Citroen’s new C4, unveiled this week, must succeed in luring punters away from the usual hatchback fare with its unusual mixture of distinctive styling, high-tech features and unique gadgets.
The new Golf rival boasts a novel steering wheel whose rim rotates around a fixed centre boss. Buyers are also offered features such as an alert that warns you when you drift from your lane on motorways, directional xenon headlamps that turn with the wheels, and laminated glass in side windows – a first in a car of this class.
Drivers can choose to set their preferred speed limit, and they will be warned if they pick up a puncture. Citroën has also equipped its new model with a translucent instrument cluster that adjusts to ambient light for a clear readout night or day.
The replacement for the seven-year old Xsara will make its first public appearance at the Paris Motor Show in September and, as scooped in our artist’s impressions last week, the three- and five-door models get a very different appearance.
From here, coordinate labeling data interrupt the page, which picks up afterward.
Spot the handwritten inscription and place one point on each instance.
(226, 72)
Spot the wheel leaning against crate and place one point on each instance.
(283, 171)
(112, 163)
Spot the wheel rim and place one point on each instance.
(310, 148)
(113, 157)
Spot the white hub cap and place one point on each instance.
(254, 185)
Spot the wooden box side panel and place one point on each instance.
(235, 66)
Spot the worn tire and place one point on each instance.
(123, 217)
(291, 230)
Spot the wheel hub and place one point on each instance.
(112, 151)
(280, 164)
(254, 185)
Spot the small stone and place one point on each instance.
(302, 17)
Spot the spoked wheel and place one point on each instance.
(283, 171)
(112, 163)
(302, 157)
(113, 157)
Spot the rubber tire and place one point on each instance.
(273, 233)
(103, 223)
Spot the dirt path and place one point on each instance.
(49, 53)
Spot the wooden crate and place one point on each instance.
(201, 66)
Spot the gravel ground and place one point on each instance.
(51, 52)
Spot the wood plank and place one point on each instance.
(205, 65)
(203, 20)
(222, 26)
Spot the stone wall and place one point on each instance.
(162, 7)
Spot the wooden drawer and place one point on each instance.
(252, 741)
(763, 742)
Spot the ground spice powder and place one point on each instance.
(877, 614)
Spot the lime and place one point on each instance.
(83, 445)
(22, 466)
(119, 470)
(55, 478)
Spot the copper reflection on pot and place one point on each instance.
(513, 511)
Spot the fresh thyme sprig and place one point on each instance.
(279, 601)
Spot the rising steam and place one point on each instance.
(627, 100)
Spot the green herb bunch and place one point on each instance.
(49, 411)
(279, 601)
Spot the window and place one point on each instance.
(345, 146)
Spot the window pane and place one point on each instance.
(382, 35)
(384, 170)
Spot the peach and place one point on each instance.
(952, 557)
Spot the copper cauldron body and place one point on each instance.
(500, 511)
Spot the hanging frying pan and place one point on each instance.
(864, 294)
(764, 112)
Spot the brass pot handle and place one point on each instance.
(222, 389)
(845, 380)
The three-door, called C4 Coupé, is the sportier model aimed at a younger audience; the five-door, badged C4 Hatchback, is expected to take around 70 per cent of sales. Both share a new front end, merging traditional Citroën chevrons into a horizontal grille, while the headlights are swept back into the bonnet in a distinctive tick shape. The Coupé has a more steeply raked rear roofline than the rounded five-door Hatchback, which misses out on the three-door’s ‘kinkback’ rear window.
Citroën claims class-leading interior space and aerodynamics; the 0.28 drag coefficient, they say, offers big rewards in fuel consumption and emissions. Five petrol engines stretch from a 90bhp 1.4-litre unit to a range-topping 180bhp 2.0-litre, also used by PSA partner Peugeot in the 206 GTi 180. Diesels, likely to be the big sellers, will be the 110bhp 1.6-litre and 2.0-litre HDi in both 90 and 136bhp versions.